Hope is a frustrating thing. Just when you need it most, it is often the hardest to find. And we should know, because we’ve invested a lot of time this Lent looking for it.
But I think what I’ve learned throughout these weeks of Lent is that to look for hope in times of despair is to go about the whole thing backwards. In fact, to tell someone in despair, “Have hope,” is like telling a blind man, “Just open your eyes, why don’t you?,” or a depressed woman, “Just cheer up,” or a broken world, “Just heal yourself.” While we in our human despair strive mightily to find the hope we need to go on, the Christian proclamation is that hope isn’t something you find at all; hope is something you receive. The disciples spent years with Jesus trying to understand the nature of his transformative love and at the end of that journey, stood before the cross, and experienced only the loss of every possible human avenue toward hope. They had blustered and bragged about their own capabilities only to discover at the end that their strength and courage had failed them; their wisdom was expended, and they couldn’t even imagine any road beyond the cross. The gospel of John says that the disciples were so full of despair that they decided the whole journey with Jesus had just been a foolish enterprise and they returned to their boats and fish nets; they returned to the way things had been before when nothing new was possible.
And then on the third morning, when it was still dark — dark with despair and loneliness and hopelessness burying the hearts of those disciples — God raised up Christ to new life saying to them, “I know there is nothing left in you to carry you into tomorrow, so let me lift you up; let me give you the hope you cannot find on your own,” and on that morning God’s light overcame their darkness, God’s life overcame the death that had engulfed them; God’s love overcame the cruelty and torment of the world that had seemed so triumphant the night before. The disciples didn’t find hope; they received it from the hands of God. And with that gift embracing their hearts, they were remade and renewed. They themselves were given new life.
Hope is not something we find; it is something we are given. This congregation gives it to us by the way in which we reach out to one another in tender kindness and reminders that we are not alone. We receive it as a gift from our youth and children who refuse to give up on humanity and instead join hands and voices to work for a better tomorrow.
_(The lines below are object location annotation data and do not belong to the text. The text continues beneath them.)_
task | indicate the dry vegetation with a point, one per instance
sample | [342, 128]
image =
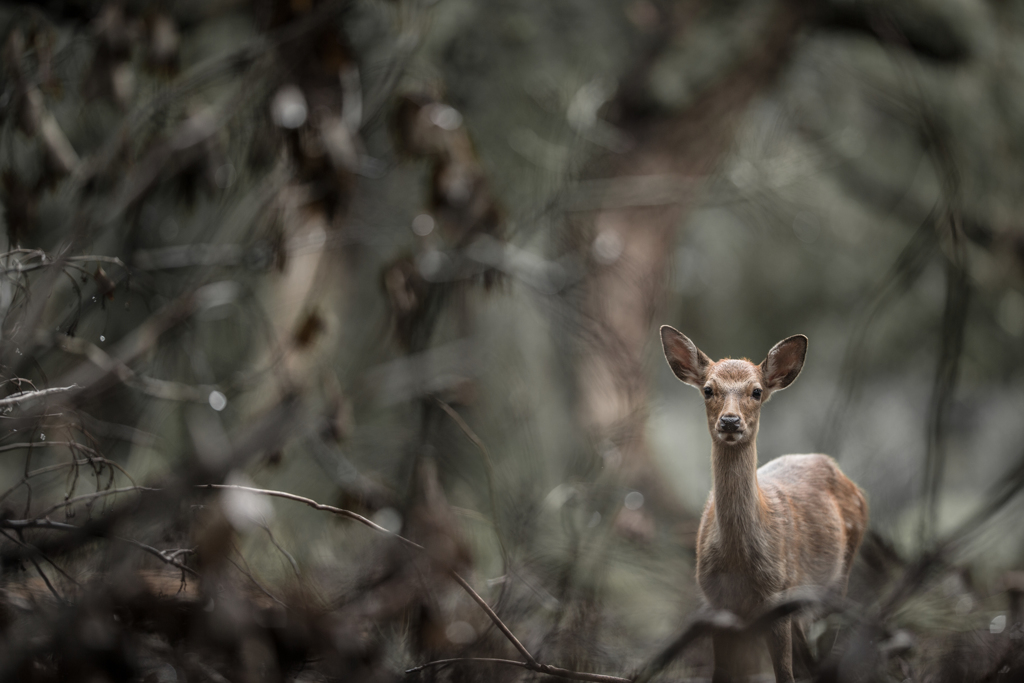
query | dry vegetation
[328, 330]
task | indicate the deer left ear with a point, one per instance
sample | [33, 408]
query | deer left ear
[783, 363]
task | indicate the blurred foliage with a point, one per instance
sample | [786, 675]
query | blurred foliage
[407, 259]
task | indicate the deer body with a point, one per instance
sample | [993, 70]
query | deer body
[797, 521]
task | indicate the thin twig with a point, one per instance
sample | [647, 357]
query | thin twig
[412, 544]
[248, 573]
[27, 395]
[168, 557]
[93, 496]
[542, 669]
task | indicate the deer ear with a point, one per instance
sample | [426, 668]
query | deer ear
[686, 360]
[783, 363]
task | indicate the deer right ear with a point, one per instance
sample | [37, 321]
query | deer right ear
[686, 360]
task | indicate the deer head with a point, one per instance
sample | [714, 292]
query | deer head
[734, 390]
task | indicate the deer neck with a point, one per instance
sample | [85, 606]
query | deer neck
[738, 503]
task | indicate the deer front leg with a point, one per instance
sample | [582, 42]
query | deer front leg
[780, 649]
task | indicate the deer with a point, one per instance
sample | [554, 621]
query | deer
[795, 522]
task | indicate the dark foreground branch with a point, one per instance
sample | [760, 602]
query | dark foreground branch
[531, 664]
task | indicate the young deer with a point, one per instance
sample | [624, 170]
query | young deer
[796, 521]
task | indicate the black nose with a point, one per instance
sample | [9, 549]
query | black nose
[728, 423]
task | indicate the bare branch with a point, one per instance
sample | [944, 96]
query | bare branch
[542, 669]
[28, 395]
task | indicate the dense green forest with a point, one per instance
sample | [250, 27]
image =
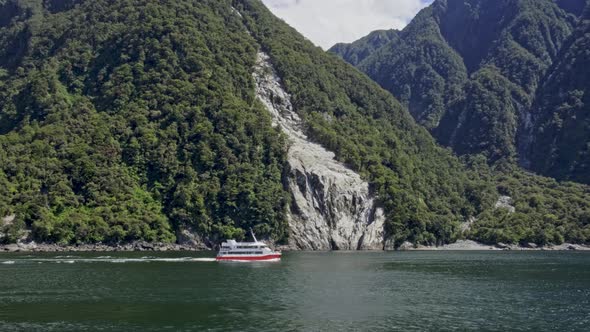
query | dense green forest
[561, 113]
[131, 120]
[476, 72]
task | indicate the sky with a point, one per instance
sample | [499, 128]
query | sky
[327, 22]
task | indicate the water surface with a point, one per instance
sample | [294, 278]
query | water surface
[339, 291]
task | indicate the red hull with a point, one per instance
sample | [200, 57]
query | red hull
[250, 258]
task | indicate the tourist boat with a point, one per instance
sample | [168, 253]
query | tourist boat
[233, 251]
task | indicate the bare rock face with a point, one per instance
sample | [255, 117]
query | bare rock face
[332, 207]
[505, 202]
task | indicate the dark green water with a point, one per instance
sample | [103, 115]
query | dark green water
[395, 291]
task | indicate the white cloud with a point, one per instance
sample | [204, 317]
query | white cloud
[327, 22]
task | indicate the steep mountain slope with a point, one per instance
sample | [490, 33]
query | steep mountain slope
[560, 128]
[358, 51]
[136, 120]
[469, 70]
[147, 120]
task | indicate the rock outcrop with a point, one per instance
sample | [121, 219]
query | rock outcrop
[505, 202]
[332, 207]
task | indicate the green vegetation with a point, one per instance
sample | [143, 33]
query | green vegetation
[561, 130]
[473, 72]
[128, 120]
[134, 119]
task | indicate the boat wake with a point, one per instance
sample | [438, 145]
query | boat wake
[106, 259]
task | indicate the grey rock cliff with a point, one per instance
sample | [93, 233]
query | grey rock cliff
[332, 207]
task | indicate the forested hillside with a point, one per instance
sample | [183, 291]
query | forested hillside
[135, 119]
[560, 130]
[472, 72]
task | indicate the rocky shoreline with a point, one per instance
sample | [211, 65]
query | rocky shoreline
[466, 245]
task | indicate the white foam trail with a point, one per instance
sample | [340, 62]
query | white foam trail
[104, 259]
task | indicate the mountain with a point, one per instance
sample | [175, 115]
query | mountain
[471, 71]
[358, 51]
[195, 120]
[560, 126]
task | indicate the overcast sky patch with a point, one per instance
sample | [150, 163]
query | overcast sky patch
[327, 22]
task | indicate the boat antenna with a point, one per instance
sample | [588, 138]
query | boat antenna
[252, 232]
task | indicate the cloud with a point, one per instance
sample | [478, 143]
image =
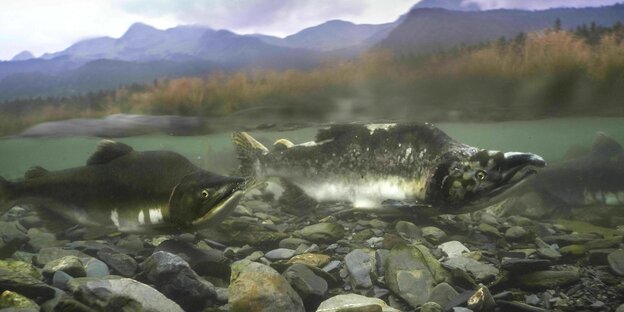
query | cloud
[537, 4]
[277, 17]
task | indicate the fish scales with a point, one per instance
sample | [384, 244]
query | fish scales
[367, 164]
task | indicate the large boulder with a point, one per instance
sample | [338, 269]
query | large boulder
[121, 294]
[175, 279]
[259, 288]
[411, 272]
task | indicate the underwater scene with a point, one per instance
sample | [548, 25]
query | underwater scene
[328, 156]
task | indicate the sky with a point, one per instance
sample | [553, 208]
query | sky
[48, 26]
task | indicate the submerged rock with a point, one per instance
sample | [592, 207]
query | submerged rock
[120, 294]
[311, 259]
[321, 232]
[25, 284]
[279, 254]
[257, 287]
[68, 264]
[548, 279]
[355, 303]
[175, 279]
[12, 236]
[360, 264]
[482, 272]
[10, 299]
[616, 261]
[411, 272]
[52, 253]
[453, 248]
[20, 267]
[121, 263]
[442, 294]
[308, 285]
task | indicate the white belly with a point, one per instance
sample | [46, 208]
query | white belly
[364, 193]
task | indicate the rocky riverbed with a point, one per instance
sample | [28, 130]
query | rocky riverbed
[270, 257]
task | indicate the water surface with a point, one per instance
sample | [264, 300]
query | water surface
[550, 138]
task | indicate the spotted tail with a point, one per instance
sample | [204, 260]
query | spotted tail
[248, 152]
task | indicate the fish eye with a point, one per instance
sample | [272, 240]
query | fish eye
[205, 193]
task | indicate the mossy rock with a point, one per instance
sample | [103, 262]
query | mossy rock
[21, 267]
[9, 299]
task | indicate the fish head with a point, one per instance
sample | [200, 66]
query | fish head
[481, 178]
[202, 197]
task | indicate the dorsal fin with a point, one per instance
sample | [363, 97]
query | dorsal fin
[108, 150]
[576, 151]
[282, 144]
[605, 145]
[35, 172]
We receive it in the beauty of a green shoot pushing its way through a winter weary land. And God gives us hope over and over again in the promise that no matter what suffering we endure and no matter how bad the world gets, God will be right there in the muck with us, and if we trust in God’s guidance, God will bring us eventually to solid ground and a new day.
Stop looking for hope, Instead, open your hearts and receive it, for this is Easter; God’s gift of hope to a weary world.